On Wed, Sep 17, 2025 at 10:37 PM Liang, Prike <prike.li...@amd.com> wrote:
>
> [Public]
>
> Regards,
>       Prike
>
> > -----Original Message-----
> > From: Alex Deucher <alexdeuc...@gmail.com>
> > Sent: Wednesday, September 17, 2025 10:10 PM
> > To: Liang, Prike <prike.li...@amd.com>
> > Cc: amd-gfx@lists.freedesktop.org; Deucher, Alexander
> > <alexander.deuc...@amd.com>; Koenig, Christian <christian.koe...@amd.com>
> > Subject: Re: [PATCH v2 9/9] drm/amdgpu: validate userq va for GEM unmap
> >
> > On Fri, Sep 12, 2025 at 2:04 AM Prike Liang <prike.li...@amd.com> wrote:
> > >
> > > When an user unmaps a userq VA, the driver must ensure the queue has
> > > no in-flight jobs.

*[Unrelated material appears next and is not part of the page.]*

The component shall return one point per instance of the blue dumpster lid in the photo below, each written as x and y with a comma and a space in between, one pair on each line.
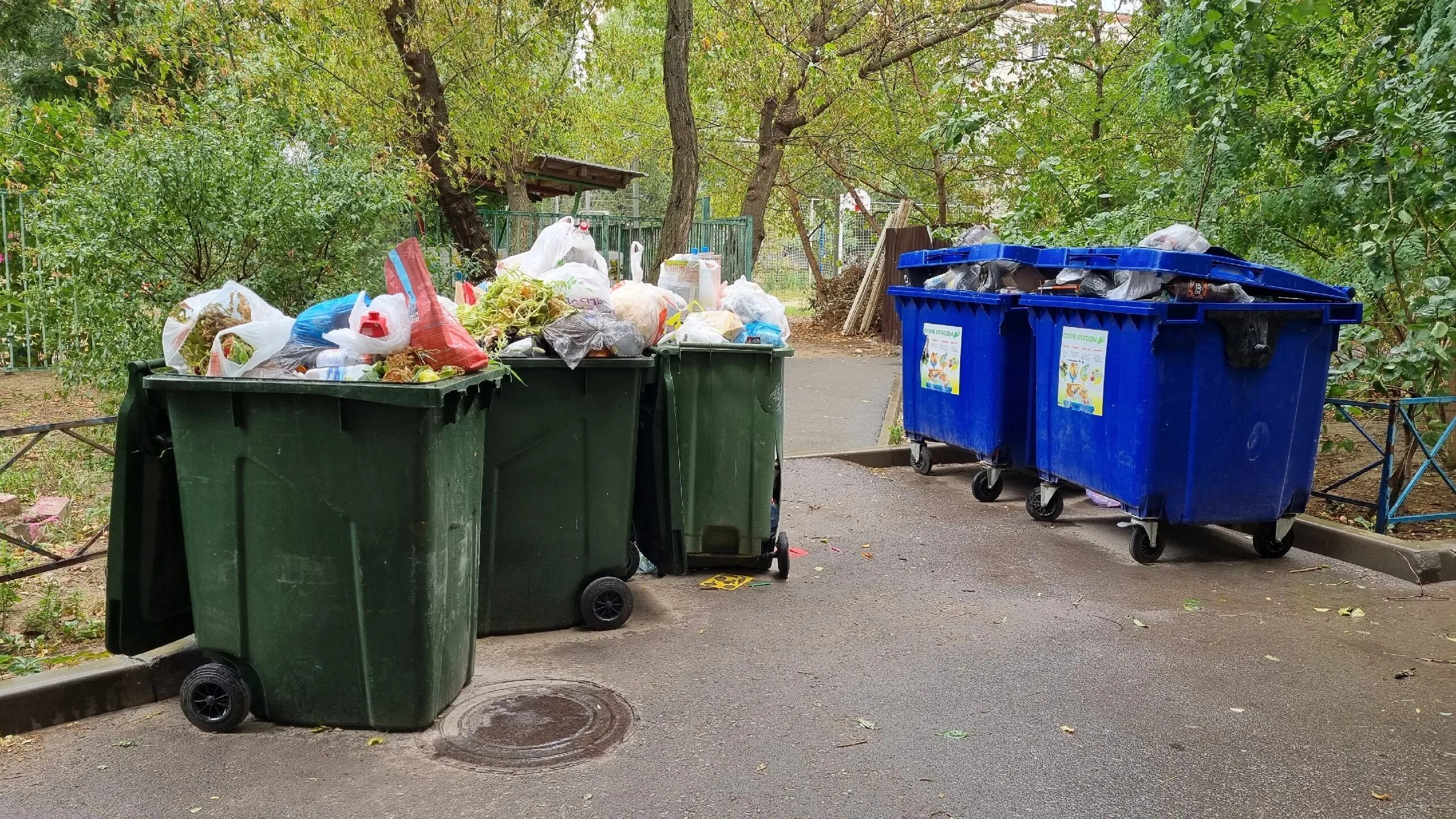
1024, 254
1199, 266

If there is pending work, the kernel should wait
> > > for the attached eviction (bookkeeping) fence to signal before
> > > deleting the mapping.
> > >
> > > Suggested-by: Christian König <christian.koe...@amd.com>
> > > Signed-off-by: Prike Liang <prike.li...@amd.com>
> > > ---
> > >  drivers/gpu/drm/amd/amdgpu/amdgpu_userq.c | 29
> > > +++++++++++++++++++++++  drivers/gpu/drm/amd/amdgpu/amdgpu_userq.h |
> > 3 +++
> > >  drivers/gpu/drm/amd/amdgpu/amdgpu_vm.c    | 11 +++++++++
> > >  3 files changed, 43 insertions(+)
> > >
> > > diff --git a/drivers/gpu/drm/amd/amdgpu/amdgpu_userq.c
> > > b/drivers/gpu/drm/amd/amdgpu/amdgpu_userq.c
> > > index a13f186f0a8a..e14dcdcfe36e 100644
> > > --- a/drivers/gpu/drm/amd/amdgpu/amdgpu_userq.c
> > > +++ b/drivers/gpu/drm/amd/amdgpu/amdgpu_userq.c
> > > @@ -1182,3 +1182,32 @@ int
> > amdgpu_userq_start_sched_for_enforce_isolation(struct amdgpu_device *adev,
> > >         mutex_unlock(&adev->userq_mutex);
> > >         return ret;
> > >  }
> > > +
> > > +int amdgpu_userq_gem_va_unmap_validate(struct amdgpu_device *adev,
> > > +                                      struct amdgpu_bo_va_mapping 
> > > *mapping,
> > > +                                      uint64_t saddr) {
> > > +       u32 ip_mask = amdgpu_userq_get_supported_ip_mask(adev);
> > > +       struct amdgpu_bo_va *bo_va = mapping->bo_va;
> > > +       struct dma_resv *resv = bo_va->base.bo->tbo.base.resv;
> > > +       int ret;
> > > +
> > > +       if (!ip_mask)
> > > +               return 0;
> > > +
> > > +       dev_warn(adev->dev, "now unmapping a vital queue va:%llx\n",
> > > + saddr);
> >
> > dev_warn_once() so we don't spam the logs.
> It seems unlikely to run into this case, but I'm okay to change this to 
> dev_warn_once() or dev_warn_ratelimited().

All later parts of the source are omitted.